Les remparts d’Ávila, apparemment imprenables, ne pouvaient être pris qu’au prix d’un long siège ou en profitant d’une grave négligence de la part des défenseurs. C’est l’occasion qui s’offrit aux bataillons musulmans : les troupes d’Ávila durent se diriger vers le col de Menga, mobilisant tous les hommes en âge de combattre, sans doute dans l’espoir de prendre les assaillants par surprise. Cependant, ceux-ci les avaient trompés et décidèrent d’attaquer la ville par un autre front, la trouvant sans défense.
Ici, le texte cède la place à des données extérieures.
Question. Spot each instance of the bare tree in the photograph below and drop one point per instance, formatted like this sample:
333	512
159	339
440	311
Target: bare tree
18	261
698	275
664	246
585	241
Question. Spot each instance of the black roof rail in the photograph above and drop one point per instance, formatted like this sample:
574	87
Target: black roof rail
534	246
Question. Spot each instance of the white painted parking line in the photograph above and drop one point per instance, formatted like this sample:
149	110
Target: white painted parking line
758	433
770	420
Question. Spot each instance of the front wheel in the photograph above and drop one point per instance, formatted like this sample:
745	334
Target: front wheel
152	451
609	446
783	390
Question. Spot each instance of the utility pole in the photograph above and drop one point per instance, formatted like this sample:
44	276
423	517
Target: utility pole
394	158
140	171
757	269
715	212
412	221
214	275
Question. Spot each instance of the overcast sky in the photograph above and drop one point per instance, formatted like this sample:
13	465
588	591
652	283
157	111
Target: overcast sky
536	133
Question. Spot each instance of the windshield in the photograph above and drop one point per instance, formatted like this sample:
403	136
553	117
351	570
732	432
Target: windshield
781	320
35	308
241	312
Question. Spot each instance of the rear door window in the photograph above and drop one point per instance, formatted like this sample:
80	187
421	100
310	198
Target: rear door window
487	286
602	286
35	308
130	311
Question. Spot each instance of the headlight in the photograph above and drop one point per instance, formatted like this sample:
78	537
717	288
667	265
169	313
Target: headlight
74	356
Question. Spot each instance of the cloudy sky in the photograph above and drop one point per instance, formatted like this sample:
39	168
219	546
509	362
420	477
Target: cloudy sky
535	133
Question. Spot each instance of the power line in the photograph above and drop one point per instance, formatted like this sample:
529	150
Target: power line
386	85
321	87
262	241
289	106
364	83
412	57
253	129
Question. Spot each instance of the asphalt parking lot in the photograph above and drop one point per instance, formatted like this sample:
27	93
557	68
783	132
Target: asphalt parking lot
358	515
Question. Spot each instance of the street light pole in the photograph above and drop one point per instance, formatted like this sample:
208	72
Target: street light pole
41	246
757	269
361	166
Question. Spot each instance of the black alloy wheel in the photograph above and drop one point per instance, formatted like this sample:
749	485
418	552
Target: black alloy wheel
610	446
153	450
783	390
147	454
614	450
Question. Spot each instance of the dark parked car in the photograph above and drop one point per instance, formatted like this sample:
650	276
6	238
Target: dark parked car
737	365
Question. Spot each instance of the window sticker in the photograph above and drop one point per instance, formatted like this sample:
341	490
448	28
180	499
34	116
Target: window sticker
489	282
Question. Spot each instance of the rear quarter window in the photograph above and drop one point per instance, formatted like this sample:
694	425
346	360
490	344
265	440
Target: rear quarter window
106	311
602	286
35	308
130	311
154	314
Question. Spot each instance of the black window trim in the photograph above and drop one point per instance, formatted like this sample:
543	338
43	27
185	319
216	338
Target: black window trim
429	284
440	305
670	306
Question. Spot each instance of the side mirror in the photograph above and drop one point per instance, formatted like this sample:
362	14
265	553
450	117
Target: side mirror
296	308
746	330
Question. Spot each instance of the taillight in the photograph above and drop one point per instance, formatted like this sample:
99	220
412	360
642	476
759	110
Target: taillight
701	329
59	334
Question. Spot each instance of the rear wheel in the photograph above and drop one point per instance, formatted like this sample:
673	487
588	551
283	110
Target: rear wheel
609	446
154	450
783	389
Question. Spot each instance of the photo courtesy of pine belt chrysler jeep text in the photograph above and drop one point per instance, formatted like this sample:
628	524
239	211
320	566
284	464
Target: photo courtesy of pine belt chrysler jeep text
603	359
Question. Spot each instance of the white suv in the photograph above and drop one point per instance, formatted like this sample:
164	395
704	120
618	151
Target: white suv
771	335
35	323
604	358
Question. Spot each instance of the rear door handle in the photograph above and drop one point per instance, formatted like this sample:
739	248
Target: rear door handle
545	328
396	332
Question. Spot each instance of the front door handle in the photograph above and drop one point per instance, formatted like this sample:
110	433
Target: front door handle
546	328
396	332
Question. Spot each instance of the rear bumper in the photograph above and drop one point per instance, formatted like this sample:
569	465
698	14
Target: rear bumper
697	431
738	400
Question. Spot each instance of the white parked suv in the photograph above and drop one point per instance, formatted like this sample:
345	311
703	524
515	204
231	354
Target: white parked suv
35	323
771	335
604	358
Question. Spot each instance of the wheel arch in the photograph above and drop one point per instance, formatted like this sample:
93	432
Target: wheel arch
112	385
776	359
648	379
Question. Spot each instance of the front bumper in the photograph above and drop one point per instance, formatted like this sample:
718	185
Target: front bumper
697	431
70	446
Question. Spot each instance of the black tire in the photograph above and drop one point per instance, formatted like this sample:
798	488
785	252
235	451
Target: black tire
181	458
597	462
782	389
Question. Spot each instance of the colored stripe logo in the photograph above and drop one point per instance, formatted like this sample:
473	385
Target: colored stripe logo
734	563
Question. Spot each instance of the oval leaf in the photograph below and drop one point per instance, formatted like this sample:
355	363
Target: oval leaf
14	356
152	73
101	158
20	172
Avant de partir, la courageuse Jimena Blázquez, épouse du maire, fut nommée gouverneure. Ignorant cette circonstance, les Maures décidèrent d’attaquer les remparts. Dès les premiers mouvements de troupes, Jimena rassemble toutes les femmes ; celles-ci revêtent des tenues de guerriers, se postent aux endroits les plus visibles des remparts avec des torches allumées, en criant et en sonnant les trompettes de guerre. Constatant qu’Ávila est bien défendue, les Arabes ne tentent même pas le siège. Jimena avait sauvé la ville.
Dès lors, les femmes d’Ávila eurent le privilège de participer aux réunions du conseil municipal.